Bookmark folders: in progress
I've started implementing the functionality for bookmark folders, which should be fairly easy with most of the necessary stuff in place to make them work. Mostly it should need two modal dialogs: one for adding new bookmark folders, and one for showing a user a list of folders a given artwork is currently in.
Misc
Refactoring
- Removed the DisplayArtworkManager class and went back to using DisplayManager.js, as I decided trying to make an SPA hybrid was simply too problematic and difficult to maintain. I might make a separate pop-up modal, as an optional feature, that can show an artwork within a gallery in higher detail without leaving that page, but I'll see.
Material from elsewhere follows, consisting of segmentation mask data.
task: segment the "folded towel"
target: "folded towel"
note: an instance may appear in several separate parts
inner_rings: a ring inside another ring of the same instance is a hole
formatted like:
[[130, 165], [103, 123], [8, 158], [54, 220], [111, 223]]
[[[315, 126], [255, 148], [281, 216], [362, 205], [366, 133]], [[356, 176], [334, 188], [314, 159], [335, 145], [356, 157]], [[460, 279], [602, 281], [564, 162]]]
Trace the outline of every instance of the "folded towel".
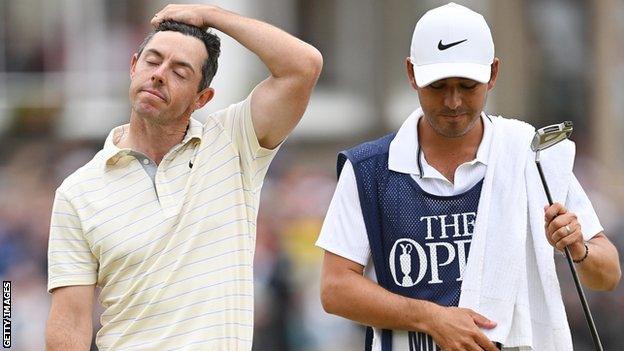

- Refactored a large amount of the artwork gallery code, which was long overdue. Still in progress; I expect it will turn into a small library of its own within Deserted Chateau's javascript code.
Documentation
- Added a list showing the license for each library Deserted Chateau uses.
Bug Fixes
- Fixed a directory error in the DeleteTempUploads cronjob, that was causing it not to remove FlowJS upload chunks correctly.
- Fixed a bug in tag sanitisation that was causing valid tag lists to be rejected.
- Fixed Cloudflare Turnstile generating a bunch of errors in artwork submission; it wasn't causing submissions to fail but was causing a lot of redundant invocations.
- Fixed a bug in the gallery style toggling code that was causing the layout to fail when a user's navigation settings didn't include a default style.